For many other people, factors such as sustainability, diversity, charitable giving, ethics, and other social value commitments, will play a far greater role in shaping an attitude – and therefore potential loyalty – towards a brand. And this all treads much further than a simple ‘ethos’ page or mission statement on a website. That just doesn’t cut it anymore. After all, there are so many means of collecting wider information about a brand, that it soon becomes clear what’s genuine, and what isn’t.
We only have to look at the relatively newfound term – greenwashing – to see that action is being taken at the highest level, to clamp down on misleading claims designed to skew the public’s attitudes towards a business.
Elsewhere, customers may argue that rules and regulations are not working hard enough. That’s why some of the larger brands – who have traditionally won over the hearts and minds of customers with vast advertising campaigns and deep pockets – have come unstuck in recent times. From the workplace practices they expose staff to, to their financial conscience when it comes to paying their tax bills, the bigger corporates don’t always win in the loyalty stakes anymore. I’m sure we can all think of some popular brands that have hit the headlines for all the wrong reasons lately, in this respect.
The rise of the independents – and the feeling of being able to support something special by buying direct from the producer of goods and services – will only continue to grow in popularity, as a result. So, while one individual indie outlet may only achieve marginal traction versus a high street giant, the power of independents as a collective, is pretty exciting. They ooze authenticity. That’s why we’ve seen a resurgence in shopping local, at a greengrocer’s rather than a supermarket, for instance. And many people willing to pay slightly more for a garment if they know its backstory, as a means of saying ‘no’ to fast fashion. And employees opting for roles that don’t necessarily offer the biggest salaries, yet they provide a more fulfilling and balanced package that truly prioritises the satisfaction of staff.

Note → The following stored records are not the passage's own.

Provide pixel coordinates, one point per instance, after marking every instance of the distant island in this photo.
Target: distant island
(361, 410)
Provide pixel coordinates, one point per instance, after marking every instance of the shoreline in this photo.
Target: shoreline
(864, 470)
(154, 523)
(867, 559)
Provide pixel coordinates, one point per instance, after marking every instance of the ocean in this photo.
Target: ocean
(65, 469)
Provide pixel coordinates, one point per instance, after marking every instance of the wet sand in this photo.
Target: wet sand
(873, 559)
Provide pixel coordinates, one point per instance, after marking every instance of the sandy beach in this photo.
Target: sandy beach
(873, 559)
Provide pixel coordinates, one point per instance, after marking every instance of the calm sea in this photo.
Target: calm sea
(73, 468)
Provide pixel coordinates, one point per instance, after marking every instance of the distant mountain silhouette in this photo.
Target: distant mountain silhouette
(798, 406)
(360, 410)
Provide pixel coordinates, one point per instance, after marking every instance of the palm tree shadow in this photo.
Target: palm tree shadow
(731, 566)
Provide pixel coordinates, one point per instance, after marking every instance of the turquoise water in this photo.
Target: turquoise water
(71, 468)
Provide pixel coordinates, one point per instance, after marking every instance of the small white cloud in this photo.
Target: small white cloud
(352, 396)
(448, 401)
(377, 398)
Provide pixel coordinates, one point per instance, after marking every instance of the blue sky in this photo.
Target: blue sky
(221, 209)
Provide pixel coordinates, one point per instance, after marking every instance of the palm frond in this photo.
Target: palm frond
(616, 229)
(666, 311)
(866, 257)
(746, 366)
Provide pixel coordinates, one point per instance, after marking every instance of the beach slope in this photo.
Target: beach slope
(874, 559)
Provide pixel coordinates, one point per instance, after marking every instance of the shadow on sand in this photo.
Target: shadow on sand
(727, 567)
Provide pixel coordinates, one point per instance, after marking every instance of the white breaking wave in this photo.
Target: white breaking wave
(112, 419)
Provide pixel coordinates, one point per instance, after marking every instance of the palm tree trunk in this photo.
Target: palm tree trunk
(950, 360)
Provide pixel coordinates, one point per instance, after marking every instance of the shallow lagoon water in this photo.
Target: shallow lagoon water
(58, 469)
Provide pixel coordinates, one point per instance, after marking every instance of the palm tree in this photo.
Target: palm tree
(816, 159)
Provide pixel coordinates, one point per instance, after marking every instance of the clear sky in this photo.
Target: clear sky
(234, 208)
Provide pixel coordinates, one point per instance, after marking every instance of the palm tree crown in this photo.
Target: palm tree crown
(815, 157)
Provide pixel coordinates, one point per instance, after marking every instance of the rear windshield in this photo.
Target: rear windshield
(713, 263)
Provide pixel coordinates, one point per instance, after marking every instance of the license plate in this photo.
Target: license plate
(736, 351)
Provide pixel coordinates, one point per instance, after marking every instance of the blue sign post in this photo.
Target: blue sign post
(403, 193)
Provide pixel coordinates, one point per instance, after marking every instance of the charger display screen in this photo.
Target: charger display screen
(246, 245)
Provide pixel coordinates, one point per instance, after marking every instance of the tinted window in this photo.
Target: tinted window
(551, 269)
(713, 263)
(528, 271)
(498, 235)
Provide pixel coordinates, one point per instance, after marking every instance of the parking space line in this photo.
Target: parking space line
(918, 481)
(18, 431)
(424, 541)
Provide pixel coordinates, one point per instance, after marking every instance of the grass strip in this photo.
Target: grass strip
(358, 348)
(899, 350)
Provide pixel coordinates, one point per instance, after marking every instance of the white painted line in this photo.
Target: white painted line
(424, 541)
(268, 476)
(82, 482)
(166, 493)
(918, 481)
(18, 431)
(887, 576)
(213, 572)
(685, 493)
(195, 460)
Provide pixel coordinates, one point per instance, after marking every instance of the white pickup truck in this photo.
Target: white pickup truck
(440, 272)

All these examples stress just how much we’re increasingly seeking connections with brands – it’s hardly surprising is it, after the prolonged sense of distance and isolation caused by the pandemic?

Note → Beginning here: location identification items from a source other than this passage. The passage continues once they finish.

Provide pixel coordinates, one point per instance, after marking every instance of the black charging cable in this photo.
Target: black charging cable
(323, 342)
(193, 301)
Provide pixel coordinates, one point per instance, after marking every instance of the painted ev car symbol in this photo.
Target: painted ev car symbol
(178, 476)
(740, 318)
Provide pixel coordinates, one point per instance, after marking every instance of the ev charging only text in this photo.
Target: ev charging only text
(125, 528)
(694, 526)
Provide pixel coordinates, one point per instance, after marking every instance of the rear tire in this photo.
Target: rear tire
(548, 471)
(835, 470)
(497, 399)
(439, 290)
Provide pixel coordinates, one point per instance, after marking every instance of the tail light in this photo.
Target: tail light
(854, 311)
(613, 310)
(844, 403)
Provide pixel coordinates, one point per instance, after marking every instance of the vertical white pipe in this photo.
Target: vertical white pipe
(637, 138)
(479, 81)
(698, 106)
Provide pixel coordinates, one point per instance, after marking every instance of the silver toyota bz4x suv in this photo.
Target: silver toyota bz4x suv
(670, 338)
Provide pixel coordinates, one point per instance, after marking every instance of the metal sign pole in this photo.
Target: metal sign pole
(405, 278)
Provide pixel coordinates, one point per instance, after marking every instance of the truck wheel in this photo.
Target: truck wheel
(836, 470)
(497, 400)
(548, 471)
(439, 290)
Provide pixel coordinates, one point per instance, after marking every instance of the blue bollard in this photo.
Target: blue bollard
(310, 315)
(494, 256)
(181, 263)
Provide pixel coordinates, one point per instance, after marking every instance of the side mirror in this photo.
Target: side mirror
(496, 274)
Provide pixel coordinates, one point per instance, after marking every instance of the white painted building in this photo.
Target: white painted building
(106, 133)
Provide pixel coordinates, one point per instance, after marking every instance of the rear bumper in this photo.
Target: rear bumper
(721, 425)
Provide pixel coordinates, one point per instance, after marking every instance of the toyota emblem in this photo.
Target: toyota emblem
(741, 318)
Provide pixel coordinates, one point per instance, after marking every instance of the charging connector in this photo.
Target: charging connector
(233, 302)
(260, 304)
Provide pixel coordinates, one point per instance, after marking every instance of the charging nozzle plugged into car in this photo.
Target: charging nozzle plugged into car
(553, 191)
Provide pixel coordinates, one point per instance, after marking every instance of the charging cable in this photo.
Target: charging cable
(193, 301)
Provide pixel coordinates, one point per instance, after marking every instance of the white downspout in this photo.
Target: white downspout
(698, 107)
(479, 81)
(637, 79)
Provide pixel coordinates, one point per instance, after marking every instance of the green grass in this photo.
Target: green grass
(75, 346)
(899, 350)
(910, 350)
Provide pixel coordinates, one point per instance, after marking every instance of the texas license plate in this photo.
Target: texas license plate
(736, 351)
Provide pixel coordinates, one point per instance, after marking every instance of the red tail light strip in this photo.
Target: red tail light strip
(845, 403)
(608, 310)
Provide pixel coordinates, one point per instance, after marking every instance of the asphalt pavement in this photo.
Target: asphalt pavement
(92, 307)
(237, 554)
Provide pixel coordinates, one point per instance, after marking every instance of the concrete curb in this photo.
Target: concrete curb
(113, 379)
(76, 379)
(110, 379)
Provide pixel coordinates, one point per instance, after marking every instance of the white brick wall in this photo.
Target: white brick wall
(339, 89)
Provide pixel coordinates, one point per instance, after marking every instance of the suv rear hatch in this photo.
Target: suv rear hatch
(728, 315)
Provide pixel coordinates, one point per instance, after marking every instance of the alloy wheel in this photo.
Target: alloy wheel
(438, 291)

In truth, the list of factors influencing our feelings towards brands, goes on and on. From stances towards trading with Russia, to insisting on compulsory returns to the office post-Covid, organisations are finding themselves under the microscope with nowhere to hide, if their attitudes don’t align with their public’s.
Will things change again, in 2022 and beyond? Without a crystal ball, it’s difficult to say. But Generation Zs certainly seem to have a different mindset, as do so many people keen to rethread their priorities after the last few years. So, because we’re better equipped to look past what brands say, and instead at what they do and how they do it, the loyalty playing field has been blown wide open.